En 1792, « la violence était partout dans le pays, comme aux frontières »
-Votre récit rappelle aussi la violence des confrontations entre divers courants, Girondins et Montagnards notamment, qui se sont opposés. L’engrenage des violences, qui ont emporté ensuite les plus radicaux et extrémistes comme Robespierre lui-même, n’est-elle pas l’une des grandes leçons, pour l’Histoire, de ce cycle révolutionnaire, les violences emportent toute Raison ?
-La Convention nationale est née des combats violents du 10 août 1792. Et elle a été élue alors que venaient d’être perpétrés les « massacres de septembre », ces massacres terribles dans les prisons parisiennes surtout, dont les responsables sont alors à peu près connus mais n’ont jamais été poursuivis. Le climat était donc à la méfiance.
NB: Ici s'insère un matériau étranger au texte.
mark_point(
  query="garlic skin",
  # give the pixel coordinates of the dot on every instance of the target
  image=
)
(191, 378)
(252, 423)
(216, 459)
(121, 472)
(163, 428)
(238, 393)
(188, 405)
Les historiens s’accordent à dire que Montagnards, Girondins, élus de la Plaine, se connaissaient peu et avaient peu de respect à l’égard des autres. Mais surtout, la violence était partout, dans tout le pays, comme aux frontières. Heureusement, et même si l’on put craindre en ce moment les violences qui s’expriment de tout bords, il y a un Ordre public républicain organisé. Et les débats à l’Assemblée nationale sont certes animés, énergiques, parfois même provocateurs, mais les excès sont vite critiqués.
Mais on n’imagine pas aujourd’hui, alors que la peine de mort a été abolie il y après de 40 ans, un députés appeler à assassiner l’un de ses opposants. C’était le cas en 1792, tous les jours ont appelait à « mettre d’arrestation » comme on disait, tel ou tel. Être député n’était pas une garantie d’échapper à la guillotine. S’était même le contraire si l’on s’exposait trop. Alors je dirais modestement qu’il faut être vigilant car la violence dans le débat public n’amène jamais de bonnes choses.
Face aux violences d’aujourd’hui, « sans un travail d’éducation démocratiques, on peut craindre les dérives »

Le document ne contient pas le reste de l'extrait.